Hi everyone!I have a big doubt obout how is the most accurate way to messure a speaker sensibility. what are the differences of using a pure tone and using a pink noise to feed the speaker?
I much prefer my speakers be sensitive rather than sensible. That way I can enjoy them for their emotion, not their logic.
Quote:Hi everyone!I have a big doubt obout how is the most accurate way to messure a speaker sensibility. what are the differences of using a pure tone and using a pink noise to feed the speaker?
My wife says that checking price is the key to speaker sensibility.
Anything over 999 dollars per pair strikes her as not sensible.
However, she thinks I've found some great deals! She can hear it, she just can't justify it.
I think you mean 'sensitivity,' which is usually the output of a speaker measured with a 2.83 volt signal. 2.83 volts into an 8 ohm load is equivalent to 1 watt, but since the vast majority of speakers have a varying impedance vs. frequency curve it would be difficult to actually measure a 1 watt curve. And it would be useless, because speakers are voltage sensitive.
Since 1 meter away is often not a very good distance to measure a speaker, I gather the results at a greater distance are converted mathematically to a 1 meter equivalent.
The problem with measuring sensitivity at a single frequency is that there may be a peak or dip at that frequency. So pink noise is better, and different ranges have been used. You can plow through John Atkinson's articles on how Stereophile measures speakers, you no doubt can figure out how Stereophile does it. It is very easy to locate what done by the National Research Council for Soundstage. It is the average output from 300 to 3000 Hz, to give some idea of how loud the speaker will sound to us at a given output level.
The old audio magazine did not do sensitivity measurements but it was easy enough to look at the FR curve for 2.83 volts and get an good approximation.
Manufacturers' ratings are often quite optimistic, so it is best look at the measurements done by reviewers.
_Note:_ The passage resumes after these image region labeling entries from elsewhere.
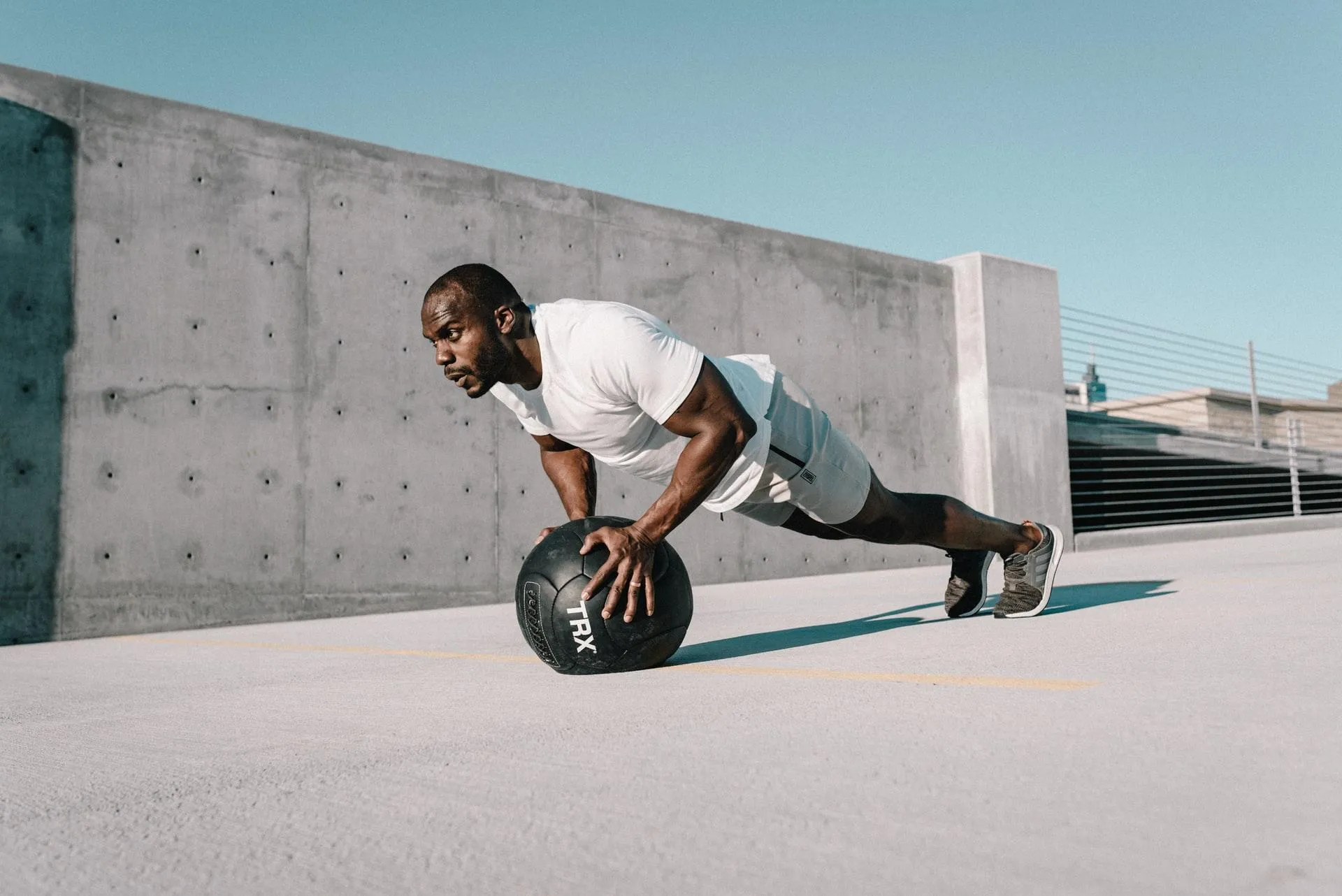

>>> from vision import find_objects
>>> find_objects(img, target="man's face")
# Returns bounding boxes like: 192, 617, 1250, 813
420, 294, 512, 398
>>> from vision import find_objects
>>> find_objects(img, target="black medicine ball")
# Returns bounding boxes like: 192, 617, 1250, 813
515, 516, 694, 674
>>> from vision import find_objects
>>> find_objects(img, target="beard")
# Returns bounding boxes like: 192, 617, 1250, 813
466, 331, 512, 398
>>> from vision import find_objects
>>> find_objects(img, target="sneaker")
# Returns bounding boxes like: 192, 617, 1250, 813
993, 523, 1063, 620
946, 550, 993, 619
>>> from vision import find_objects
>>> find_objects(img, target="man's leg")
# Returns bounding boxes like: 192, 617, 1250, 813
832, 471, 1044, 558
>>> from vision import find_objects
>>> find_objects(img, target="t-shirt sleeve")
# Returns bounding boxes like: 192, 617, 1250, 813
589, 314, 703, 424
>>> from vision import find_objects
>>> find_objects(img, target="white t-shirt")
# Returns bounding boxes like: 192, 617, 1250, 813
490, 299, 774, 512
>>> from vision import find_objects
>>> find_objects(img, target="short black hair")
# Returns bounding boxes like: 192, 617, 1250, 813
424, 261, 526, 318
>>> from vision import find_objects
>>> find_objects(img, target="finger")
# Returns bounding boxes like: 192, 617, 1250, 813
582, 556, 617, 601
624, 566, 643, 622
579, 526, 608, 554
601, 559, 629, 622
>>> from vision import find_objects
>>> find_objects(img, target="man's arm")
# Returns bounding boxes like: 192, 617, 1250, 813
579, 358, 757, 622
531, 435, 596, 519
630, 358, 756, 543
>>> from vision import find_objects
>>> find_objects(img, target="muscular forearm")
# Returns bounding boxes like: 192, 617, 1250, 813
633, 426, 754, 542
541, 448, 596, 519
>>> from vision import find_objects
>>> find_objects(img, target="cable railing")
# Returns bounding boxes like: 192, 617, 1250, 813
1062, 306, 1342, 531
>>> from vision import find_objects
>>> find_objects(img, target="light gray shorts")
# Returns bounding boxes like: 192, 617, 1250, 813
733, 370, 871, 526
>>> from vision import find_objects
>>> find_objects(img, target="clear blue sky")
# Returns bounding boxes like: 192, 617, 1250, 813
8, 0, 1342, 378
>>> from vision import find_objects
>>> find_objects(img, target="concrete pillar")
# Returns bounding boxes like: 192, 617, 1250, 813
941, 252, 1072, 542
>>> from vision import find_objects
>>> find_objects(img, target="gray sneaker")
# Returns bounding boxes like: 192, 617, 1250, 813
993, 523, 1063, 620
946, 550, 993, 619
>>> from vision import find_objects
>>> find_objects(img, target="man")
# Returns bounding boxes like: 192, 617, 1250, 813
420, 264, 1063, 621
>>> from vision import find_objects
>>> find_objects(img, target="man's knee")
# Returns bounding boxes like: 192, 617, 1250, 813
835, 472, 946, 544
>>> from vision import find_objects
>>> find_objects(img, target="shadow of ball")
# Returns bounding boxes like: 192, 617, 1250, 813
515, 516, 694, 674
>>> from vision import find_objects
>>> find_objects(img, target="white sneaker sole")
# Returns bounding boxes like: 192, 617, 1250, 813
1001, 526, 1063, 620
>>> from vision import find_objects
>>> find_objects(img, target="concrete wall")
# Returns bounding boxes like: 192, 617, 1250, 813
0, 99, 75, 644
0, 66, 1067, 637
944, 252, 1072, 540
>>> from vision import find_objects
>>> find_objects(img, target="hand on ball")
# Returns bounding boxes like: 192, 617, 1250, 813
579, 526, 656, 622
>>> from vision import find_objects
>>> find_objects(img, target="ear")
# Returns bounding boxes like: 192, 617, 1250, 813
494, 305, 526, 338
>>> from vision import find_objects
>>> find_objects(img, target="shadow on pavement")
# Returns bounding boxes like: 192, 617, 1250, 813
667, 602, 941, 665
1040, 578, 1176, 616
667, 579, 1176, 665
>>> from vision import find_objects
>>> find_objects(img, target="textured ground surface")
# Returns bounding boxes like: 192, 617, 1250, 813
0, 530, 1342, 895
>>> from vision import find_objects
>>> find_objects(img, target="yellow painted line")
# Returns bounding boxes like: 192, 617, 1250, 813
117, 635, 1099, 691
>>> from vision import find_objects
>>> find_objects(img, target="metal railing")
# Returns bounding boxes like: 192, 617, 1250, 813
1062, 306, 1342, 531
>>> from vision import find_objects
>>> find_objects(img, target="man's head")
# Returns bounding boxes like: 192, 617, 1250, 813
420, 264, 531, 398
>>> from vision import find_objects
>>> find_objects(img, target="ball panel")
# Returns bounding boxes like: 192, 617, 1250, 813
550, 575, 624, 672
512, 570, 561, 670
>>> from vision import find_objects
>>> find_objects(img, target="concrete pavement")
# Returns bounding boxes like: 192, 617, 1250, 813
0, 530, 1342, 896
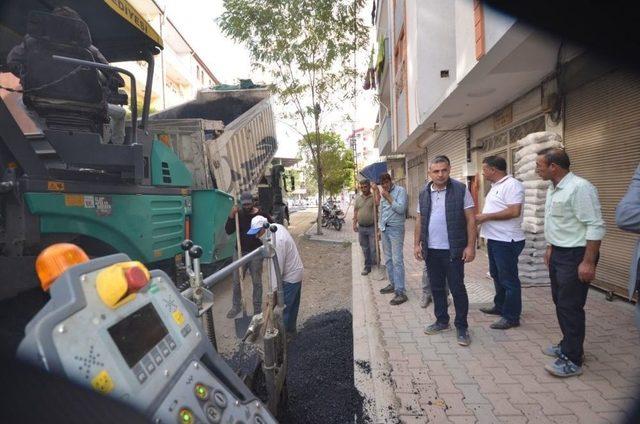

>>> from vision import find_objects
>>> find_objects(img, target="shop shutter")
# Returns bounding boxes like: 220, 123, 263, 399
427, 129, 467, 183
565, 71, 640, 296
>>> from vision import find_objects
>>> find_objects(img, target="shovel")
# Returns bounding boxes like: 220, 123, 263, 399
371, 199, 387, 281
234, 205, 251, 339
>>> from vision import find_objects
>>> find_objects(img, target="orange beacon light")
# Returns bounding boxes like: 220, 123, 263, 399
36, 243, 89, 291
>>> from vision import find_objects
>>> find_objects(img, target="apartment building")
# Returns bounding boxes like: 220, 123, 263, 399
374, 0, 640, 294
112, 0, 219, 112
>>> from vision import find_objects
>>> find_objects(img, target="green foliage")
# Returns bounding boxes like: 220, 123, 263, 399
299, 132, 355, 195
218, 0, 368, 231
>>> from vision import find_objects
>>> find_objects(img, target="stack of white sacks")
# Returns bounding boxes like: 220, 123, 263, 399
515, 131, 562, 285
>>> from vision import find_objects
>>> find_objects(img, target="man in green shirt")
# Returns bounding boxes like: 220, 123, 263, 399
536, 148, 605, 377
353, 180, 376, 275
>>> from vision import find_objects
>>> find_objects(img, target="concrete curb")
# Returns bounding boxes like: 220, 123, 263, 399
351, 243, 400, 423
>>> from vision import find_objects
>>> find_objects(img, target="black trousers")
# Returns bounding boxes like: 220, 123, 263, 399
426, 249, 469, 330
549, 246, 589, 366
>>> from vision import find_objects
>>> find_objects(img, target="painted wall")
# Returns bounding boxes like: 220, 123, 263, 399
455, 0, 516, 82
407, 0, 456, 136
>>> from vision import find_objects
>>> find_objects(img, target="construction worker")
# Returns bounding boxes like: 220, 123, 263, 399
247, 215, 304, 335
225, 191, 273, 319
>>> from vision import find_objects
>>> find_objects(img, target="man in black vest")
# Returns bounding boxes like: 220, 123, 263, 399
414, 156, 476, 346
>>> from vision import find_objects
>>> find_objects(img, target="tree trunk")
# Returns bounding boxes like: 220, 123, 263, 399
316, 161, 324, 235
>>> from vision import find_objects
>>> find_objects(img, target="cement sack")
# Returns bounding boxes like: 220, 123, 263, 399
516, 131, 562, 147
522, 180, 549, 190
516, 170, 540, 181
514, 153, 538, 169
524, 195, 547, 206
522, 201, 544, 213
516, 136, 562, 162
524, 233, 544, 241
516, 161, 536, 174
522, 223, 544, 234
522, 217, 544, 225
522, 209, 544, 219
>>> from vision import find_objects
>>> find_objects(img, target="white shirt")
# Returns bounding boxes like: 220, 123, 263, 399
417, 184, 475, 250
480, 175, 525, 242
270, 224, 304, 291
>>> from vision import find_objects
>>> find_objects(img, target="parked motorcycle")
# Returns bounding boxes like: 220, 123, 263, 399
322, 202, 345, 231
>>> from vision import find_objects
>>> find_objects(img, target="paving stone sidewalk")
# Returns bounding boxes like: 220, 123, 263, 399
353, 220, 640, 424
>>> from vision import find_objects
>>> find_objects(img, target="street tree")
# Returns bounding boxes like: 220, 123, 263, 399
218, 0, 368, 234
299, 132, 355, 196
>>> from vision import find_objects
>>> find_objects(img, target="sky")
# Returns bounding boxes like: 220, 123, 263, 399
166, 0, 377, 157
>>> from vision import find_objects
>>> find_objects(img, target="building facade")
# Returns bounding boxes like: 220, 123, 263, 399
112, 0, 219, 113
375, 0, 640, 294
346, 128, 380, 170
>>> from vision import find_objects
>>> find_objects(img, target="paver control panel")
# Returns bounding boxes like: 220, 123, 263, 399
18, 254, 276, 424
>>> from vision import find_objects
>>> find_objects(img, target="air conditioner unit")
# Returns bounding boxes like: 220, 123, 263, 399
462, 162, 478, 177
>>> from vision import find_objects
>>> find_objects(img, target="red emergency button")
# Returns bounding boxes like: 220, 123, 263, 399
124, 266, 149, 292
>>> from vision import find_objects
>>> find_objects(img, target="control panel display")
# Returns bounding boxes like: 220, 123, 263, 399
109, 303, 168, 368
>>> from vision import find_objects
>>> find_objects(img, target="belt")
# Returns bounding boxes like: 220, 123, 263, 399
551, 244, 585, 252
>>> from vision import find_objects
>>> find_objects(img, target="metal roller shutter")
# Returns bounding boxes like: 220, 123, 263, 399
564, 71, 640, 296
427, 130, 467, 183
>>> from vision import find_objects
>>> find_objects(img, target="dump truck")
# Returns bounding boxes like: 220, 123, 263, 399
0, 0, 277, 298
148, 86, 288, 253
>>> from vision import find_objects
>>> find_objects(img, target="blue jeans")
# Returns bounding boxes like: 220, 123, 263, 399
422, 265, 450, 299
282, 281, 302, 333
358, 225, 376, 271
382, 225, 404, 294
487, 240, 524, 322
425, 249, 469, 330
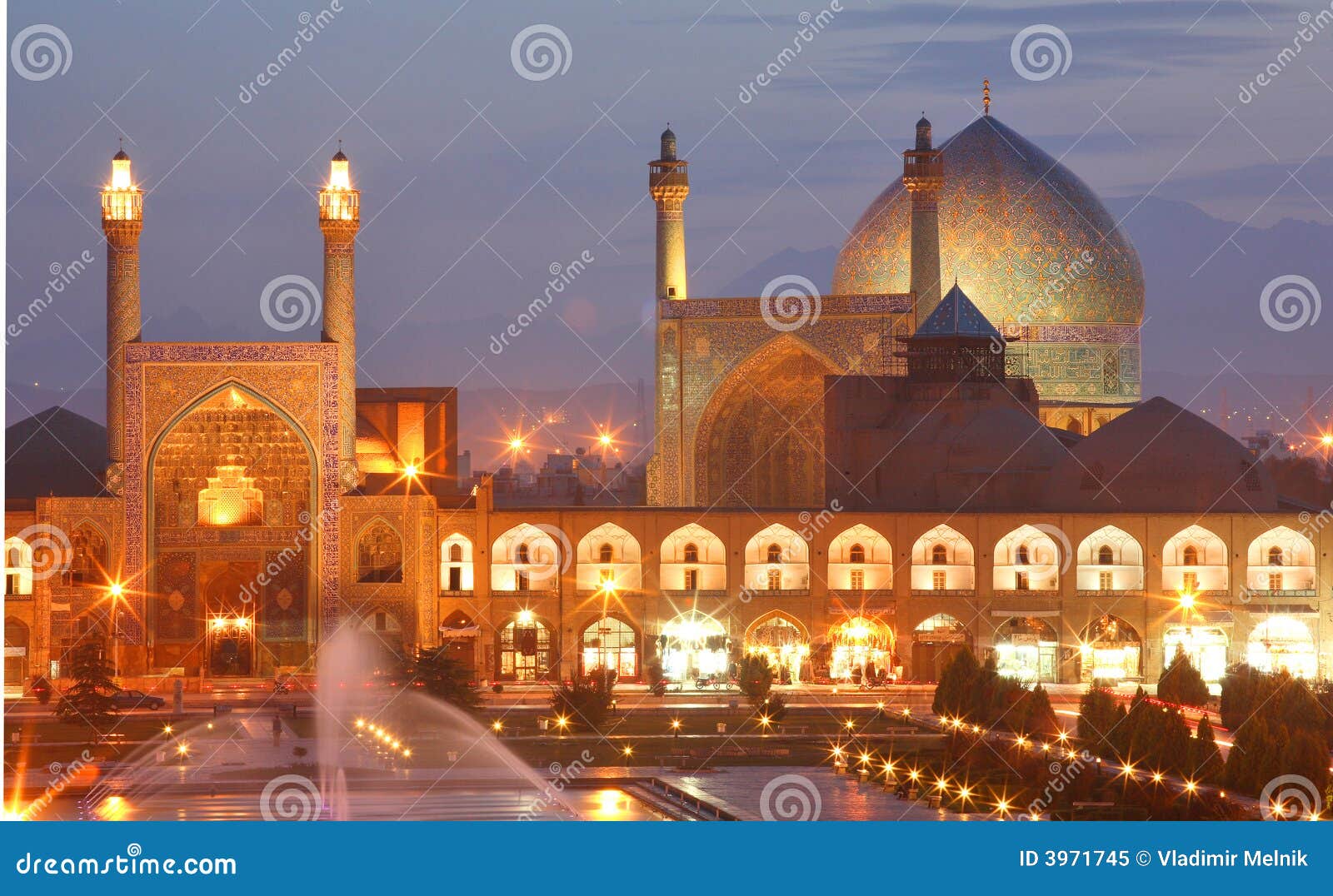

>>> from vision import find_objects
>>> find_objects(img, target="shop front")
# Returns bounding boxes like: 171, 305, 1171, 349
745, 615, 811, 684
1245, 616, 1320, 679
657, 612, 731, 681
829, 616, 897, 681
995, 616, 1060, 684
1078, 615, 1144, 684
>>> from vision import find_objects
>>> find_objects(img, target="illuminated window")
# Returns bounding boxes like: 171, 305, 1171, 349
497, 620, 551, 681
64, 523, 108, 585
356, 520, 402, 581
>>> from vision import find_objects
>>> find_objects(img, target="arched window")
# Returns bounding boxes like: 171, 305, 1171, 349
356, 520, 402, 581
496, 614, 551, 681
4, 536, 32, 595
65, 523, 108, 585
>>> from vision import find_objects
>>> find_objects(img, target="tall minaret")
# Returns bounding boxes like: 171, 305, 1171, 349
902, 113, 944, 332
102, 148, 144, 495
648, 128, 689, 299
320, 142, 362, 490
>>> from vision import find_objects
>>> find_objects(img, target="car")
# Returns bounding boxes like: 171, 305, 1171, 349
111, 688, 167, 709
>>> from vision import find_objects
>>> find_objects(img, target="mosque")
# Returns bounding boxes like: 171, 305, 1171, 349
4, 90, 1333, 690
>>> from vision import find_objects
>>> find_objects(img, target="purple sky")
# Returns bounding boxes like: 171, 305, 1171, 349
7, 0, 1333, 426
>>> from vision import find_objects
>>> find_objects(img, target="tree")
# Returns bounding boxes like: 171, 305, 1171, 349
56, 641, 118, 734
551, 670, 616, 730
736, 654, 773, 709
412, 647, 482, 712
931, 647, 981, 717
1157, 644, 1209, 707
1077, 688, 1125, 756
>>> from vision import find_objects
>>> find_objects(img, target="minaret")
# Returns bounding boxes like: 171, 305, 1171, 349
648, 127, 689, 299
320, 142, 362, 490
902, 113, 944, 324
102, 147, 144, 495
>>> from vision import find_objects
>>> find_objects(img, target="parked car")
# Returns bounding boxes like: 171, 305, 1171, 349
111, 688, 167, 709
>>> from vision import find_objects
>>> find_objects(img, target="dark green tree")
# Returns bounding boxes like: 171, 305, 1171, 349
551, 670, 616, 730
56, 641, 118, 736
931, 647, 981, 717
1157, 644, 1209, 707
736, 654, 773, 709
1077, 688, 1125, 757
412, 647, 482, 712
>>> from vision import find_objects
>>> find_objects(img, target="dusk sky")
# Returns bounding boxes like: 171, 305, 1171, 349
7, 0, 1333, 429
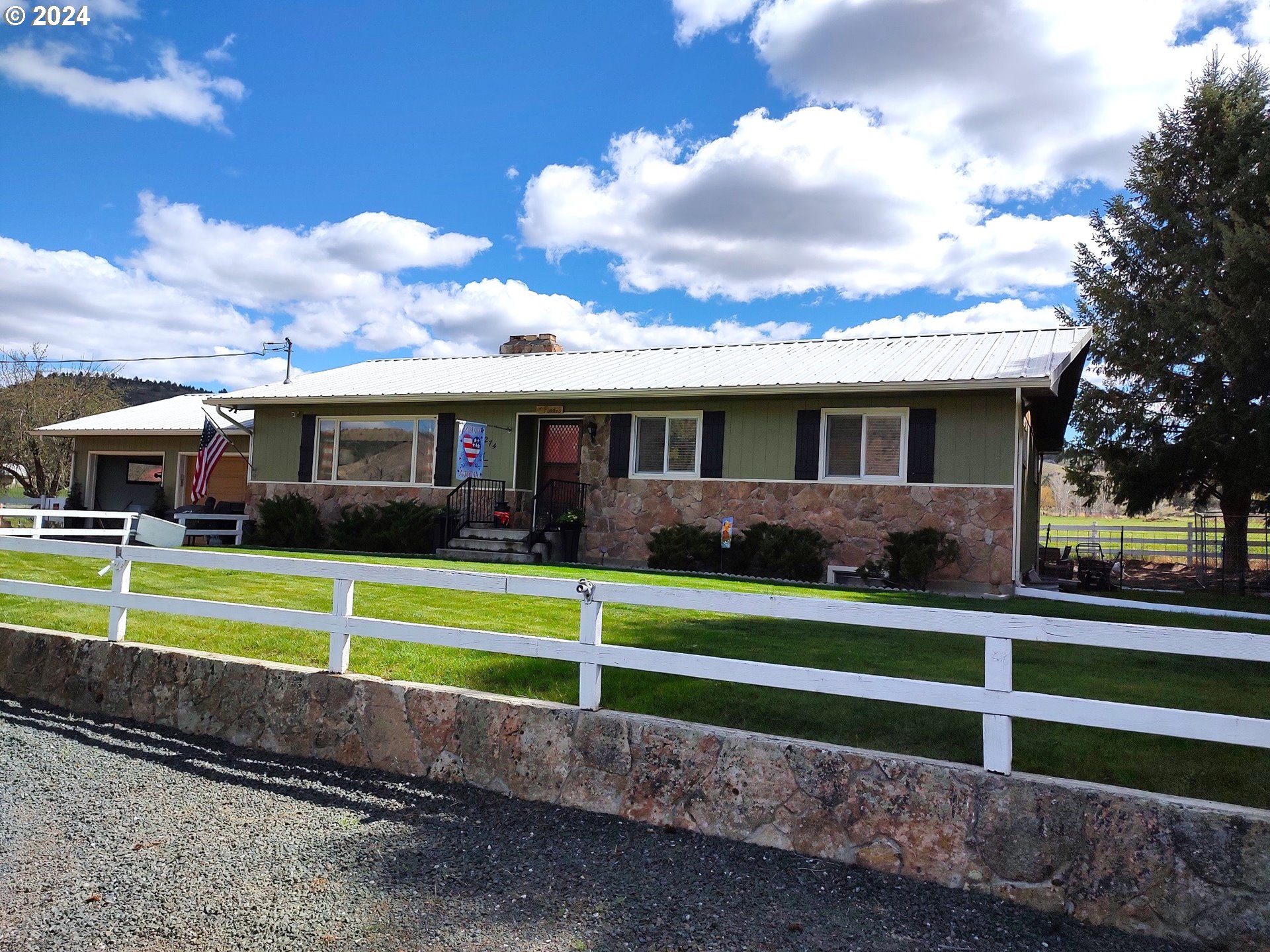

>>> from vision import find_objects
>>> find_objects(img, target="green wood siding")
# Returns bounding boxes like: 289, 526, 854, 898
245, 391, 1015, 489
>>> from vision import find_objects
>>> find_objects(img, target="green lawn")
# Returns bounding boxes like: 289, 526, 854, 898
0, 552, 1270, 807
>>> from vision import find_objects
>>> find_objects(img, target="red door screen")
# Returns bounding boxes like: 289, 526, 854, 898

Many manufacturers provide ratings which are pretty accurate, others overestimate--or perhaps they measure at only one frequency and pick a peak in the response.
There is another issue. One can measure sensitivity in an anechoic environment or pseudo-anechoic, which have the advantage of being standardized. Or one can measure it in a reverberant field, which will be somewhat higher. This can be argued is more like a typical home listening room. The disadvantage is that it cannot be compared directly to the the sensitivity of other speakers.
Some manufacturers like B & W, Paradigm, and PSB give an anechoic figure and a room figure.